The ECB is getting increasingly uncomfortable with the euro zone's persistently low inflation, which has been stuck in what Draghi has called the "danger zone" below 1 percent for seven months.
Opening the ECB's Sintra Forum, billed as the European version of the Federal Reserve's renowned Jackson Hole conference, Draghi said on Monday that there was a risk of disinflationary expectations taking hold.
His comments came after he said at the ECB's May meeting that the Governing Council was "comfortable with acting next time" - its June 5 policy meeting - but wanted to see updated economic projections from the bank's staff first.
Since then, data has confirmed a slight increase in euro zone inflation in April to 0.7 percent, from 0.5 percent the previous month, but also shown that the economy grew much less than expected at the start of the year.
Krugman said a fully fledged deflation was very rare.
"If you are only going to get really ... compelled to do something when it turns into a 1933-type deflationary spiral, you are not going to get that and yet you are going to be sitting there with an economy that is persistently depressed, because inflation is too low," he said.

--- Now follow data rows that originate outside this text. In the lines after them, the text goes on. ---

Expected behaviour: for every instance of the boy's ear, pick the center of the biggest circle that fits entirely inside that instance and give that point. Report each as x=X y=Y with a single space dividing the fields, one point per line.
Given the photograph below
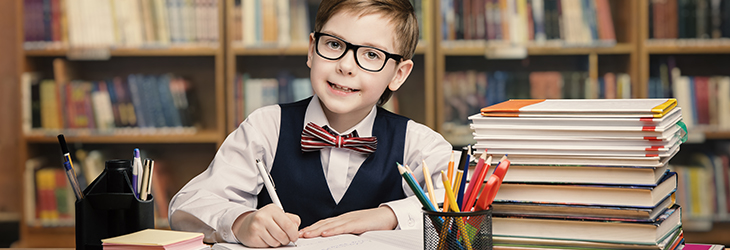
x=402 y=71
x=310 y=51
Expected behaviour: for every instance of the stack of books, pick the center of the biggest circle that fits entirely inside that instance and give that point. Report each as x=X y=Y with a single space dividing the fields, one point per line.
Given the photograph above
x=589 y=173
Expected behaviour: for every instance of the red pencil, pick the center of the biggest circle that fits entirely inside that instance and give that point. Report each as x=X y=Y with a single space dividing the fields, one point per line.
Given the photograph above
x=478 y=182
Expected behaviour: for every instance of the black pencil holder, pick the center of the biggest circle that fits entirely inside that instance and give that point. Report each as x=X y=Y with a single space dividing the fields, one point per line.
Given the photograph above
x=110 y=208
x=462 y=231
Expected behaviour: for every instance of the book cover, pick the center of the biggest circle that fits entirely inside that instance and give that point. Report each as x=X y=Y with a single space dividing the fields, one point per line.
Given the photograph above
x=595 y=231
x=587 y=107
x=603 y=195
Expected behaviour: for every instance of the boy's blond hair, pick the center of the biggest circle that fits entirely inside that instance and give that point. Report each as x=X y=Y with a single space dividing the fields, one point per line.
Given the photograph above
x=401 y=14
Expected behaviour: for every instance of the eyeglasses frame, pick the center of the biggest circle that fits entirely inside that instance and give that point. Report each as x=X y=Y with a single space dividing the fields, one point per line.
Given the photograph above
x=354 y=48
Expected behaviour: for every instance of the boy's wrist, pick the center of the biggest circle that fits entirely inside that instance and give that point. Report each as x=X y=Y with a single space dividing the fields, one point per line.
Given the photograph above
x=236 y=226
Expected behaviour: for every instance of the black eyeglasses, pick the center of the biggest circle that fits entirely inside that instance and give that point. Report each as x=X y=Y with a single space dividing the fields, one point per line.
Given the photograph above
x=367 y=57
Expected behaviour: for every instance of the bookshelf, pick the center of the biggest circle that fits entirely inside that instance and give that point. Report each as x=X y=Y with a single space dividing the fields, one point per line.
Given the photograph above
x=182 y=153
x=595 y=59
x=213 y=70
x=695 y=57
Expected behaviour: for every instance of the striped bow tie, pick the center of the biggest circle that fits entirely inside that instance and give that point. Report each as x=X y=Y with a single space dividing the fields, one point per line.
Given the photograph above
x=315 y=138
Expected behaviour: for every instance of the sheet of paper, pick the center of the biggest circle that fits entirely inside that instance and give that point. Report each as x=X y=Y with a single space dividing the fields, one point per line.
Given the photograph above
x=391 y=239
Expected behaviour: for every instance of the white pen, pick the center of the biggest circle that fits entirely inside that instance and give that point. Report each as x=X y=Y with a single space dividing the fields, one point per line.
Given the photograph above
x=136 y=173
x=269 y=183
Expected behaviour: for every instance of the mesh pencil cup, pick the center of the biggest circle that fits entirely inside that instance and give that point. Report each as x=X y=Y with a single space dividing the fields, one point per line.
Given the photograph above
x=463 y=231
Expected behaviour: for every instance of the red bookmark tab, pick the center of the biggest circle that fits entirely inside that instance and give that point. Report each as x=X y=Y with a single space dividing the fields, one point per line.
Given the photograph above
x=654 y=148
x=646 y=119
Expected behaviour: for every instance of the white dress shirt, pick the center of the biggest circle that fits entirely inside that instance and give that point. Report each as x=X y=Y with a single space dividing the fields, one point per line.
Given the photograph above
x=212 y=201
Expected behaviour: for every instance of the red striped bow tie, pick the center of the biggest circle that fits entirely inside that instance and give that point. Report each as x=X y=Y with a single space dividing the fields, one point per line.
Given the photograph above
x=315 y=138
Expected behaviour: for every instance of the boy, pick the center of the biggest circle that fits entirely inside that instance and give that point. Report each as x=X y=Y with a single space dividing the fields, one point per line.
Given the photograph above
x=360 y=52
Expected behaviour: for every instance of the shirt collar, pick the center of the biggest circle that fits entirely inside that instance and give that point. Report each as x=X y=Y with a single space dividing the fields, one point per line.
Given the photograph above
x=316 y=115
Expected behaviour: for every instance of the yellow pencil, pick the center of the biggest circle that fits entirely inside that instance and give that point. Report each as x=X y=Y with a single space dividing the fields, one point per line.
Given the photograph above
x=459 y=221
x=429 y=184
x=451 y=175
x=457 y=184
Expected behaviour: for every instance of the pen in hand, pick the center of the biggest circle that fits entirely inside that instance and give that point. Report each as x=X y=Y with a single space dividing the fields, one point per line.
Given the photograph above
x=269 y=183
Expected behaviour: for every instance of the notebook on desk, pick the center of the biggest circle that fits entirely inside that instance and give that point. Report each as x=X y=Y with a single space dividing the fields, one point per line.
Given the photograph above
x=387 y=239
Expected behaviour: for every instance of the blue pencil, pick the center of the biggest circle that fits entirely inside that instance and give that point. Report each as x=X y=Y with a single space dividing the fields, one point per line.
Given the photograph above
x=463 y=165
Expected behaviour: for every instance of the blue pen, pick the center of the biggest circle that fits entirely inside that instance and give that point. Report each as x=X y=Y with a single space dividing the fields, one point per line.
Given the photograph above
x=136 y=172
x=69 y=168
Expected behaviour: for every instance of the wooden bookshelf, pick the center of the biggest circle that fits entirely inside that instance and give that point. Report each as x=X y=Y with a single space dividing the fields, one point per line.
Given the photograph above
x=550 y=55
x=187 y=152
x=421 y=97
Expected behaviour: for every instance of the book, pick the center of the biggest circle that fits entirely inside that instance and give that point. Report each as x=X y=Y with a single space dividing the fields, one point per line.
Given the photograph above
x=522 y=243
x=385 y=239
x=584 y=211
x=582 y=108
x=607 y=231
x=584 y=174
x=643 y=161
x=156 y=239
x=671 y=117
x=703 y=247
x=604 y=195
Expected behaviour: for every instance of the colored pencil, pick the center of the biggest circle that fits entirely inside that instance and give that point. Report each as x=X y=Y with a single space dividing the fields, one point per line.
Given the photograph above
x=429 y=184
x=451 y=175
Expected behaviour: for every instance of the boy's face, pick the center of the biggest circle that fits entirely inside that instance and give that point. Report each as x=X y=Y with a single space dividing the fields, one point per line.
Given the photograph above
x=342 y=86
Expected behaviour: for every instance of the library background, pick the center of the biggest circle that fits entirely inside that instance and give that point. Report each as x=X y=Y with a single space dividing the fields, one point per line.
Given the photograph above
x=89 y=68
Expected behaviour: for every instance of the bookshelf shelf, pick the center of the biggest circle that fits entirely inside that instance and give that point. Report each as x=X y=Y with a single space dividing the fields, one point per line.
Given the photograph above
x=199 y=62
x=478 y=50
x=199 y=137
x=174 y=51
x=687 y=49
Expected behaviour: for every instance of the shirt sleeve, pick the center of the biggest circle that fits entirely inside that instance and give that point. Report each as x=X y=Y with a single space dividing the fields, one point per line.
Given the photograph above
x=212 y=201
x=422 y=143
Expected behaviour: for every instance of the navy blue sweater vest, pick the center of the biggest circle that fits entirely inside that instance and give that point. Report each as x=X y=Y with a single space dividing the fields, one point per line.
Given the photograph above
x=300 y=181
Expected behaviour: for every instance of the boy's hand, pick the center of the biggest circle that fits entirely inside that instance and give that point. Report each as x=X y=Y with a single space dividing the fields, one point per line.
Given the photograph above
x=267 y=227
x=355 y=222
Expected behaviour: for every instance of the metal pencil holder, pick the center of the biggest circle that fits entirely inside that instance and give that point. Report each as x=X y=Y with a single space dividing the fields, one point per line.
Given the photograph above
x=462 y=231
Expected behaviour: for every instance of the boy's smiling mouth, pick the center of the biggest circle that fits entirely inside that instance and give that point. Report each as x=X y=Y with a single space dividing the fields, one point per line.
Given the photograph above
x=341 y=88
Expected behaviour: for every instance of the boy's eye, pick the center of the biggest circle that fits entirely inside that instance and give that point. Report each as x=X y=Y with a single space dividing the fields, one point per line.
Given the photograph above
x=373 y=55
x=334 y=44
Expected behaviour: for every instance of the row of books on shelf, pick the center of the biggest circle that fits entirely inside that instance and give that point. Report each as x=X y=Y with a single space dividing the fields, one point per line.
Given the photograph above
x=49 y=200
x=141 y=101
x=703 y=98
x=573 y=22
x=120 y=23
x=281 y=23
x=465 y=92
x=584 y=174
x=672 y=19
x=704 y=188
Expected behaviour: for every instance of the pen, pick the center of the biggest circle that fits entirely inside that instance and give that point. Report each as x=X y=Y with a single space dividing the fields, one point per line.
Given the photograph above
x=69 y=168
x=473 y=182
x=451 y=175
x=416 y=188
x=460 y=220
x=429 y=184
x=136 y=173
x=464 y=167
x=147 y=179
x=478 y=182
x=269 y=183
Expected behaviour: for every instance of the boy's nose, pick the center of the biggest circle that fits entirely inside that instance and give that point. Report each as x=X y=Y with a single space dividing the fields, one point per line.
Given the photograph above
x=347 y=64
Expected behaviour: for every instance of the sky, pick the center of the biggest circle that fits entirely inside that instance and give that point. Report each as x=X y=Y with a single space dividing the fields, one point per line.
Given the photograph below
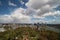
x=30 y=11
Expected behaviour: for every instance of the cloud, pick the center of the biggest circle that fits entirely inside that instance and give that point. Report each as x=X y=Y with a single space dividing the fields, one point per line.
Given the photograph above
x=12 y=4
x=0 y=3
x=37 y=11
x=44 y=6
x=15 y=17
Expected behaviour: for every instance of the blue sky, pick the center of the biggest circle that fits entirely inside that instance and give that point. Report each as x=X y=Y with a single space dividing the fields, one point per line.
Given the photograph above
x=30 y=11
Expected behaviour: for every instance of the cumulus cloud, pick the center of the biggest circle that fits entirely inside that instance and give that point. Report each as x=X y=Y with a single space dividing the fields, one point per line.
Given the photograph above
x=0 y=3
x=15 y=17
x=12 y=4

He renewed his call for central banks to target a higher inflation rate than, for example, the ECB's goal of just below 2 percent, to avoid getting trapped in a period of low inflation.
Olivier Blanchard, the International Monetary Fund's chief economist, had suggested a 4 percent target.

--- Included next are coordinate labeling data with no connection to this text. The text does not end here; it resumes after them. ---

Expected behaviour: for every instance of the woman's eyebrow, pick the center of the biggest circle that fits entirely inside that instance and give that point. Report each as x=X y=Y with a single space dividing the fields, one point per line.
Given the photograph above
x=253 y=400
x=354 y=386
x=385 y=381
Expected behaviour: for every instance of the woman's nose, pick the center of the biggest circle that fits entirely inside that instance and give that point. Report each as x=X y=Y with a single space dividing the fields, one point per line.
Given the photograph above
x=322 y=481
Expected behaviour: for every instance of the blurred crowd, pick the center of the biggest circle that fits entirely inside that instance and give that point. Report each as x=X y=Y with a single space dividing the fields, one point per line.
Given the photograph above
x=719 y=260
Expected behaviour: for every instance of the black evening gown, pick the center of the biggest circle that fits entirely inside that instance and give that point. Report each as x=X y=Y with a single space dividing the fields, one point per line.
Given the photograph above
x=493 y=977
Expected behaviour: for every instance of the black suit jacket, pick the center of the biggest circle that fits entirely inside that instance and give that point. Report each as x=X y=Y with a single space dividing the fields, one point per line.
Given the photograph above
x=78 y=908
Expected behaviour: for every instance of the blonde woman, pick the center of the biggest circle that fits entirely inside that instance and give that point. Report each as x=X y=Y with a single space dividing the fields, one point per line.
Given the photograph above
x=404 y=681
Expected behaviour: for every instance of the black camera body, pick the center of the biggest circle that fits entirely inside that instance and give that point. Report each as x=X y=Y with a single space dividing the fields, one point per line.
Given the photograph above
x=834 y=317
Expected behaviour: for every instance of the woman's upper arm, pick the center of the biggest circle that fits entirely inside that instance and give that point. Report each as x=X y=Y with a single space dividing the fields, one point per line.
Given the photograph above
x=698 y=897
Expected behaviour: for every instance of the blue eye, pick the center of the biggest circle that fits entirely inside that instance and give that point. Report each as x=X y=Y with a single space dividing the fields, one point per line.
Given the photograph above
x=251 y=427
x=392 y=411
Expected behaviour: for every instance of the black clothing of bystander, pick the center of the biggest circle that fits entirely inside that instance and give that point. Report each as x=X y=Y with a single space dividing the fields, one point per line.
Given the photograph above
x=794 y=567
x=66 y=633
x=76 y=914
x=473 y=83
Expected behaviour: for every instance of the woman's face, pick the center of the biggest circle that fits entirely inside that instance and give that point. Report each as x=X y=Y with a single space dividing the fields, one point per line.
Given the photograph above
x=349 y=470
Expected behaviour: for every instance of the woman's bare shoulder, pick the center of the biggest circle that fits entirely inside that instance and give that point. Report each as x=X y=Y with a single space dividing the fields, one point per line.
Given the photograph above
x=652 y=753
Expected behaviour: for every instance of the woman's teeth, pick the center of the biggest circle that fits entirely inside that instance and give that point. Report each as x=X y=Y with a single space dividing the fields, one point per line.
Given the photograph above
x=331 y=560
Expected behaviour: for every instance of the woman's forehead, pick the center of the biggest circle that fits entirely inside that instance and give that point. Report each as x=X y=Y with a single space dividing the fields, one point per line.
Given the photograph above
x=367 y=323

The ECB is preparing a package of policy options for its June meeting, sources have told Reuters, including cuts in all its interest rates and targeted measures aimed at boosting lending to small- and mid-sized firms (SMEs).
Five people familiar with the measures being prepared have detailed plans involving a potential rate cut, including the ECB's deposit rate going negative for the first time, along with the targeted measures aimed at boosting lending to SMEs.